If we observe the flour under an optical microscope, the difference among the starch granules of the different types of flour becomes evident. We can see that wheat flour (Fig. 3) is composed of simple granules, lenticular in shape and with a central point-like, linear, or Y-shaped hilium, and a large number of small, ellipsoidal granules.

Fig. 3 – Wheat flour under an optical microscope and under a polarizing optical microscope

Potato flour (Fig. 4) is composed of oval granules or irregular yet still rounded, of variable dimensions, which can be even substantial. The hilum is point-like and eccentric. The granules have marked concentric streaks that are not – or hardly – noticeable in other varieties of flour.

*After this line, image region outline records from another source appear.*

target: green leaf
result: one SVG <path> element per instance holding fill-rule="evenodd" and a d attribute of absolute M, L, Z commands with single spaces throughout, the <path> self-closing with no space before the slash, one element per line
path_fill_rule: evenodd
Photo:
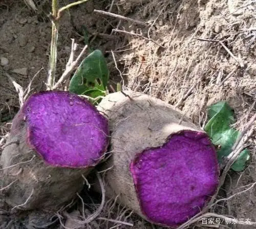
<path fill-rule="evenodd" d="M 109 74 L 105 58 L 101 52 L 96 49 L 84 58 L 76 70 L 69 90 L 92 98 L 105 95 Z"/>
<path fill-rule="evenodd" d="M 208 116 L 210 119 L 204 130 L 213 143 L 221 146 L 221 149 L 218 151 L 218 159 L 220 164 L 224 158 L 231 152 L 232 147 L 240 133 L 230 127 L 230 124 L 234 122 L 234 118 L 232 109 L 227 103 L 220 101 L 211 106 L 208 109 Z M 235 171 L 241 171 L 241 169 L 244 169 L 245 162 L 249 158 L 248 150 L 244 150 L 231 168 Z"/>

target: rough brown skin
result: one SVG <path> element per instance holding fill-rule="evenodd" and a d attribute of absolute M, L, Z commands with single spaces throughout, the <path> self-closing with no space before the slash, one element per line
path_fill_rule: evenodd
<path fill-rule="evenodd" d="M 102 170 L 106 194 L 145 218 L 141 212 L 129 169 L 136 153 L 158 147 L 172 133 L 182 130 L 202 131 L 182 114 L 164 101 L 140 93 L 125 91 L 110 94 L 98 109 L 109 119 L 112 156 Z M 182 120 L 182 121 L 181 121 Z M 98 190 L 96 185 L 96 189 Z"/>
<path fill-rule="evenodd" d="M 18 114 L 1 156 L 2 187 L 16 181 L 3 190 L 4 199 L 13 210 L 58 210 L 81 190 L 84 180 L 81 175 L 86 175 L 90 169 L 47 165 L 26 142 L 26 126 Z"/>

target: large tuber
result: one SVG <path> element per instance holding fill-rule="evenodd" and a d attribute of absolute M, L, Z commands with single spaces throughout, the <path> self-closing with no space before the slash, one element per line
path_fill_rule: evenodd
<path fill-rule="evenodd" d="M 108 135 L 107 119 L 78 96 L 32 95 L 14 117 L 1 156 L 4 200 L 13 209 L 58 210 L 81 190 L 82 175 L 100 161 Z"/>
<path fill-rule="evenodd" d="M 111 132 L 112 156 L 102 168 L 109 197 L 174 228 L 205 206 L 219 170 L 204 132 L 172 106 L 142 93 L 111 94 L 98 109 Z"/>

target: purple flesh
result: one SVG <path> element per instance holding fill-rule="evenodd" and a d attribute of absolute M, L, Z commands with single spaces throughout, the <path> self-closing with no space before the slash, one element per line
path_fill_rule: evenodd
<path fill-rule="evenodd" d="M 196 131 L 172 135 L 162 146 L 137 155 L 130 169 L 142 212 L 173 227 L 198 213 L 219 184 L 215 149 Z"/>
<path fill-rule="evenodd" d="M 31 95 L 22 108 L 28 142 L 48 164 L 95 165 L 106 149 L 106 119 L 89 101 L 64 91 Z"/>

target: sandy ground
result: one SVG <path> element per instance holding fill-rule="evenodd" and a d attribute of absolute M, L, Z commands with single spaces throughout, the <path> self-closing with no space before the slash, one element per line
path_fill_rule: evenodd
<path fill-rule="evenodd" d="M 19 108 L 17 94 L 7 74 L 26 88 L 37 74 L 31 92 L 45 89 L 51 7 L 49 1 L 34 2 L 35 11 L 22 1 L 0 2 L 1 137 L 8 133 Z M 111 91 L 121 82 L 124 88 L 143 91 L 175 106 L 201 126 L 206 118 L 207 106 L 225 100 L 234 109 L 235 126 L 242 130 L 256 108 L 255 4 L 252 1 L 234 0 L 90 0 L 62 15 L 57 77 L 61 75 L 68 60 L 71 39 L 74 38 L 81 49 L 86 28 L 90 46 L 101 49 L 106 58 L 111 72 Z M 147 24 L 96 14 L 94 9 L 112 12 Z M 251 159 L 247 168 L 241 173 L 230 173 L 220 198 L 232 196 L 244 190 L 244 186 L 256 182 L 255 130 L 247 143 Z M 256 221 L 255 196 L 253 186 L 220 202 L 212 211 Z M 105 209 L 109 210 L 113 203 L 107 202 Z M 130 215 L 131 211 L 122 206 L 113 209 L 106 210 L 102 217 L 133 223 L 134 228 L 160 228 L 134 214 Z M 7 222 L 10 218 L 6 217 Z M 93 221 L 90 225 L 93 228 L 130 228 L 104 220 Z M 241 224 L 225 225 L 256 228 Z"/>

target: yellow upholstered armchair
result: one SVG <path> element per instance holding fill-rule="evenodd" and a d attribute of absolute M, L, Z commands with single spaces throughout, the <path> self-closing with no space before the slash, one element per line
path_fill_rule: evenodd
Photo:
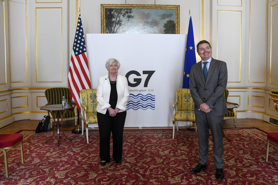
<path fill-rule="evenodd" d="M 229 95 L 229 91 L 227 89 L 226 89 L 225 91 L 224 91 L 224 95 L 225 96 L 225 99 L 226 99 L 226 103 L 227 104 L 231 104 L 230 105 L 232 106 L 232 107 L 233 107 L 233 108 L 228 108 L 229 106 L 228 106 L 228 110 L 227 111 L 227 113 L 224 115 L 224 120 L 225 119 L 233 119 L 234 125 L 235 125 L 235 127 L 236 128 L 237 126 L 236 123 L 237 122 L 237 112 L 235 109 L 237 108 L 238 108 L 238 104 L 236 103 L 232 103 L 227 101 L 228 95 Z"/>
<path fill-rule="evenodd" d="M 196 121 L 194 113 L 194 103 L 189 89 L 179 89 L 176 91 L 175 101 L 173 104 L 173 138 L 175 135 L 175 122 L 179 121 Z M 178 131 L 178 123 L 177 129 Z"/>
<path fill-rule="evenodd" d="M 88 127 L 92 127 L 94 124 L 98 123 L 96 117 L 96 89 L 82 89 L 79 93 L 81 106 L 81 118 L 82 119 L 82 135 L 83 135 L 84 122 L 86 125 L 86 137 L 87 143 L 89 143 L 88 136 Z"/>
<path fill-rule="evenodd" d="M 45 105 L 54 105 L 55 104 L 62 104 L 62 99 L 63 96 L 65 99 L 67 99 L 69 104 L 75 105 L 75 103 L 70 101 L 70 88 L 67 87 L 56 87 L 51 88 L 47 89 L 44 92 L 45 97 L 47 100 L 47 103 Z M 50 116 L 49 123 L 50 127 L 52 128 L 52 123 L 55 119 L 57 120 L 57 112 L 59 114 L 59 117 L 61 118 L 64 113 L 63 111 L 54 111 L 54 118 L 52 118 L 51 114 L 48 111 L 48 115 Z M 77 107 L 75 106 L 74 108 L 69 109 L 67 111 L 63 121 L 67 121 L 74 119 L 75 125 L 77 125 L 78 122 Z"/>

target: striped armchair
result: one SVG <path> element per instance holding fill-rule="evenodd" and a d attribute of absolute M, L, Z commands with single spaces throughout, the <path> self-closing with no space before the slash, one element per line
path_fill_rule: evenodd
<path fill-rule="evenodd" d="M 227 113 L 224 115 L 224 120 L 225 119 L 234 119 L 235 127 L 236 128 L 237 126 L 236 123 L 237 122 L 237 111 L 236 111 L 235 109 L 237 108 L 238 108 L 239 106 L 237 103 L 232 103 L 227 101 L 227 99 L 228 98 L 228 95 L 229 95 L 229 91 L 228 91 L 227 89 L 226 89 L 225 91 L 224 91 L 224 95 L 225 96 L 225 99 L 226 99 L 226 103 L 232 104 L 236 106 L 236 107 L 232 109 L 228 109 L 228 110 L 227 111 Z"/>
<path fill-rule="evenodd" d="M 62 104 L 62 99 L 63 96 L 65 96 L 65 98 L 67 99 L 69 104 L 75 105 L 75 103 L 71 102 L 69 101 L 70 96 L 70 88 L 66 87 L 56 87 L 51 88 L 47 89 L 44 92 L 45 97 L 47 99 L 47 103 L 45 105 L 54 105 L 54 104 Z M 62 117 L 63 111 L 54 111 L 53 112 L 54 118 L 52 118 L 52 116 L 48 111 L 48 115 L 50 116 L 50 127 L 52 128 L 52 124 L 54 121 L 53 119 L 57 120 L 57 114 L 59 114 L 59 117 Z M 69 109 L 66 112 L 64 116 L 63 120 L 68 120 L 74 119 L 75 125 L 77 125 L 78 121 L 77 107 L 75 106 L 74 108 Z"/>
<path fill-rule="evenodd" d="M 196 121 L 194 113 L 194 103 L 189 89 L 179 89 L 176 91 L 175 101 L 173 104 L 173 136 L 175 135 L 175 125 L 176 122 L 177 130 L 179 131 L 178 121 Z"/>

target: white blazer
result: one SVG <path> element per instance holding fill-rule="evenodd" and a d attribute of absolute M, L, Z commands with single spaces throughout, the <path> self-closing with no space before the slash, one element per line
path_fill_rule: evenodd
<path fill-rule="evenodd" d="M 126 77 L 118 74 L 116 83 L 117 93 L 118 99 L 116 108 L 122 112 L 127 110 L 127 104 L 129 97 L 127 79 Z M 98 78 L 98 85 L 96 90 L 96 100 L 98 105 L 96 111 L 103 114 L 106 112 L 107 108 L 111 106 L 109 104 L 111 86 L 108 78 L 108 74 L 101 76 Z"/>

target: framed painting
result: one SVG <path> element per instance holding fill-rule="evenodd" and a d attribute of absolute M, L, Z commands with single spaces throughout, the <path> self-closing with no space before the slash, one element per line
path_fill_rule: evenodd
<path fill-rule="evenodd" d="M 100 6 L 101 33 L 180 33 L 180 5 Z"/>

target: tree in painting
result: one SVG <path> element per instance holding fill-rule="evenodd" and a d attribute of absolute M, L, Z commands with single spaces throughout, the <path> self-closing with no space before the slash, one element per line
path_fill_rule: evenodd
<path fill-rule="evenodd" d="M 105 9 L 105 33 L 116 33 L 122 26 L 122 18 L 129 21 L 134 18 L 131 8 L 106 8 Z"/>
<path fill-rule="evenodd" d="M 175 21 L 169 19 L 164 23 L 163 26 L 164 28 L 164 34 L 175 34 L 176 33 L 176 24 Z"/>

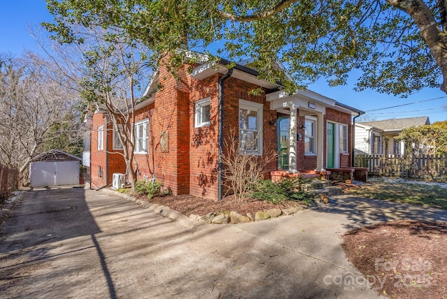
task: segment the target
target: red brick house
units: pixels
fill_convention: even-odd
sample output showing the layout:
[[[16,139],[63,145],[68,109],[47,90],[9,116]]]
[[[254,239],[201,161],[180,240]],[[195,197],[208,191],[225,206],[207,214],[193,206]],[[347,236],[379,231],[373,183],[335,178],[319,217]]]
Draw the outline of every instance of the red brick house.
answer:
[[[266,175],[351,166],[351,118],[362,111],[309,90],[286,94],[243,63],[230,70],[228,64],[204,61],[192,72],[185,66],[177,78],[160,67],[136,107],[138,180],[154,177],[174,194],[218,198],[219,145],[231,129],[250,154],[278,153]],[[249,93],[258,87],[264,92]],[[101,110],[93,115],[91,136],[91,184],[101,188],[126,167],[113,154],[120,145]]]

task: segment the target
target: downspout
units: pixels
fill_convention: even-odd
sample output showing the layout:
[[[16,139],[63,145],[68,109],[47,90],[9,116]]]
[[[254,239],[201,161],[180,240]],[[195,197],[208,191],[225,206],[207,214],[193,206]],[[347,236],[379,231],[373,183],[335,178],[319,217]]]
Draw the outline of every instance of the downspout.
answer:
[[[105,177],[105,184],[103,186],[101,186],[100,187],[96,188],[95,190],[96,191],[99,191],[102,189],[104,189],[105,187],[107,187],[108,186],[108,182],[107,180],[107,175],[108,175],[108,163],[109,163],[109,155],[108,155],[108,127],[107,127],[107,123],[108,123],[108,117],[107,116],[105,116],[105,130],[104,130],[104,142],[105,142],[105,145],[104,145],[104,148],[105,149],[105,165],[104,166],[104,175]]]
[[[352,119],[352,149],[351,149],[352,156],[351,156],[351,167],[356,166],[356,119],[360,117],[360,115],[362,115],[362,114],[363,113],[358,112],[358,115],[355,116]]]
[[[219,164],[217,171],[217,199],[222,199],[222,152],[224,149],[224,82],[233,74],[233,68],[219,78]]]
[[[91,129],[90,129],[90,145],[89,145],[89,147],[90,147],[90,154],[89,156],[89,182],[90,183],[90,187],[89,189],[91,189],[91,130],[93,129],[93,122],[91,124]]]

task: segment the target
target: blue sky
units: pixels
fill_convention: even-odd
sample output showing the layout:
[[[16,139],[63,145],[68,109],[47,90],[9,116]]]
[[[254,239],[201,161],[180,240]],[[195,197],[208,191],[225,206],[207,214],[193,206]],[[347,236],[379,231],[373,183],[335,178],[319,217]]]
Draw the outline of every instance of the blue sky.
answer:
[[[0,52],[19,55],[24,49],[38,51],[29,34],[29,25],[51,21],[45,0],[0,0]],[[309,89],[367,112],[375,120],[428,116],[432,122],[447,119],[447,94],[437,89],[425,89],[406,99],[379,94],[374,90],[353,91],[356,78],[347,85],[330,87],[324,80]],[[433,99],[441,98],[438,99]],[[432,100],[433,99],[433,100]],[[392,109],[381,109],[401,105]],[[377,110],[368,112],[368,110]]]

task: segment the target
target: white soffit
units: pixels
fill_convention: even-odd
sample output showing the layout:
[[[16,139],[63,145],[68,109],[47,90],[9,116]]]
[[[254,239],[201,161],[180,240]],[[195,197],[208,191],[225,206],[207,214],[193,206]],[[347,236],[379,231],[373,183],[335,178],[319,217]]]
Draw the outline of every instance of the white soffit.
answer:
[[[198,66],[193,70],[191,73],[191,76],[194,79],[203,80],[217,73],[224,74],[228,71],[228,68],[221,64],[218,64],[217,67],[213,67],[213,65],[215,64],[205,64]],[[231,77],[241,80],[242,81],[249,82],[250,83],[269,89],[277,88],[279,86],[277,84],[273,84],[266,80],[258,79],[253,75],[247,73],[242,71],[239,71],[236,68],[234,68]]]

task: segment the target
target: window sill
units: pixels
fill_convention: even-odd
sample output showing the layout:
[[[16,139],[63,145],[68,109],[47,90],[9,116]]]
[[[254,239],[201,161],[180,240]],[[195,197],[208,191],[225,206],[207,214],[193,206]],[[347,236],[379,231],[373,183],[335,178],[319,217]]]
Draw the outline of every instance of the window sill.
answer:
[[[198,129],[198,128],[203,128],[203,127],[204,127],[204,126],[210,126],[210,125],[211,125],[211,123],[210,123],[210,122],[205,122],[205,123],[203,123],[203,124],[196,124],[196,125],[194,126],[194,128],[195,128],[195,129]]]
[[[305,153],[305,156],[316,156],[316,154],[314,154],[314,153]]]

Fig. 4 – Potato flour (starch) under an optical microscope, under a polarizing optical microscope.

Small angular grains form rice flour (Fig. 5) with a central hilum united in very compact compound granules.

Fig. 5 – Rice flour under an optical microscope and polarizing optical microscope.

If not altered while cooking and damaged during the grinding, all flour granules have a particular feature when observed in polarized light (Fig. 3, 4, 5). The whole granule appears luminous and crossed by two dark lines that meet at the level of the hilum to form a more or less regular cross.

Under the scanning electron microscope, the starch granules (Fig. 6) appear smooth and with rounded profiles.

Fig. 6 – Potato flour under a scanning electron microscope.

Men have produced flour since the Paleolithic, using spontaneous plants found in the environment.

The oldest flour we know dates back more than 30,000 years.